This July, governments across the world will draw up the world’s first ever Arms Trade Treaty (ATT). Let’s make sure it’s tough enough to disarm dictators, warlords and human rights abusers.
We’ve recently seen Syrian soldiers turning their guns and missiles on their own people – men, women and children shot down in cold blood. We’ve seen dictators like Colonel Gaddafi and Saddam Hussein, whose regimes tortured, murdered and raped so many men and women. We know of countries like Somalia, where children are given AK-47s to fight and kill, or the Democratic Republic of Congo, where soldiers and members of armed groups rape women and men at gunpoint.
These are not big arms producing countries. They rely almost entirely on buying weapons from abroad. What if none of them had been able to buy their deadly weapons? What if there was a legally binding treaty that meant no arms could ever be sold to anyone who was likely to use them to commit human rights abuse?
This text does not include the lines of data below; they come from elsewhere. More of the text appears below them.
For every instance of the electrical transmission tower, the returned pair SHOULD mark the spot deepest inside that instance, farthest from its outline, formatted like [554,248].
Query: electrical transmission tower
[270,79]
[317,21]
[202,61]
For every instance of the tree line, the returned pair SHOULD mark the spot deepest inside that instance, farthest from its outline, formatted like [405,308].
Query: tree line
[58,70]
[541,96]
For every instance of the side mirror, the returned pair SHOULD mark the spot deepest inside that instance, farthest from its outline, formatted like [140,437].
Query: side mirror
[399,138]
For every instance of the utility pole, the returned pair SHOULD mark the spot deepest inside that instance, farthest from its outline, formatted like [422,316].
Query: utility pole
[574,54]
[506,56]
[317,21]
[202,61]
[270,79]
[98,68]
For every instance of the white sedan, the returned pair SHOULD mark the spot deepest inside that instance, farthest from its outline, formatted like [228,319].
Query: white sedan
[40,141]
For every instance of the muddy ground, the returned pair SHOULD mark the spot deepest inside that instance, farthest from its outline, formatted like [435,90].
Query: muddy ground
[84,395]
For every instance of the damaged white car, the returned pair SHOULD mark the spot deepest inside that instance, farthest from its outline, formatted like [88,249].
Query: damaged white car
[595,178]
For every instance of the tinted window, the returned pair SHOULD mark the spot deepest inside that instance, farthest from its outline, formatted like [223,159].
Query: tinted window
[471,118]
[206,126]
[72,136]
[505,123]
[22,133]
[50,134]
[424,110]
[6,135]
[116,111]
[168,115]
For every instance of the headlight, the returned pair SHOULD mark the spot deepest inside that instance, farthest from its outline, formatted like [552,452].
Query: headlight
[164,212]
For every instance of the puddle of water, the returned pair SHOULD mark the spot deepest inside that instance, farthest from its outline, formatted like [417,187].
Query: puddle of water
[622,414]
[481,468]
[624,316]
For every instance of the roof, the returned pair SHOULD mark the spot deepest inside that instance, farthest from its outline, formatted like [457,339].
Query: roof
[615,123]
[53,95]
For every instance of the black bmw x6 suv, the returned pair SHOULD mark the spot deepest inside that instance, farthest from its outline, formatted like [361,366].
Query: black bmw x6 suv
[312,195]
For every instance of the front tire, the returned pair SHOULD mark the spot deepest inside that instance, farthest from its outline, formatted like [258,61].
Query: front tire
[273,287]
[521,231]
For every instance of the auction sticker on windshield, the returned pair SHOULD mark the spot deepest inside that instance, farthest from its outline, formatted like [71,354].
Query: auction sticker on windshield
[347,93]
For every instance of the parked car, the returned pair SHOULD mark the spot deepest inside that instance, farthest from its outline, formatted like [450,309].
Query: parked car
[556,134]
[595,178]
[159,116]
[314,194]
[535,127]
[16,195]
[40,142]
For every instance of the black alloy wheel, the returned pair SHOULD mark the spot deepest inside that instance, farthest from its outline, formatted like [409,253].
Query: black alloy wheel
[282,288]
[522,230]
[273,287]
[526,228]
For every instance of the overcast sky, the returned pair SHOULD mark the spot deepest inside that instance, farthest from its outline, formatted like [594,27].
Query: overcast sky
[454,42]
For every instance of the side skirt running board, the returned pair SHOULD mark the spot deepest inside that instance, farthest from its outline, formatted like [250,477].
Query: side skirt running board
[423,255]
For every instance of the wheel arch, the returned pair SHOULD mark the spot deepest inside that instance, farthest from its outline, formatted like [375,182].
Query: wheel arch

If such treaty existed, it could literally save hundreds of thousands of lives and prevent human rights atrocities across the world.
After 20 years of campaigning by various human rights organizations, this treaty is on the verge of becoming a reality. Governments representatives from around the world are meeting at the United Nations in July to negotiate the text of the Arms Trade Treaty.
This treaty has many facets, but it has to make absolutely clear that arms sales must not be authorized if they are likely to contribute directly to serious human rights abuses. If this statement is not clearly included, the treaty will be a failure and a once-in-a-lifetime opportunity to rein in abuse will be lost.
Amnesty International, one of the organizations which conceived the idea of an International Arms Trade Treaty two decades ago, is campaigning in the UK and abroad to make sure the treaty is as effective as it could be. Amnesty activists will be traveling to the UN at the end of June to insure that human rights are not traded away at the final crucial negotiations, and they are now putting pressure on our government and David Cameron in particular to support a human rights based treaty.
This treaty, says Amnesty’s Arms Trade Campaigner Olly Sprague, could be “one of the most significant human rights breakthroughs in history.”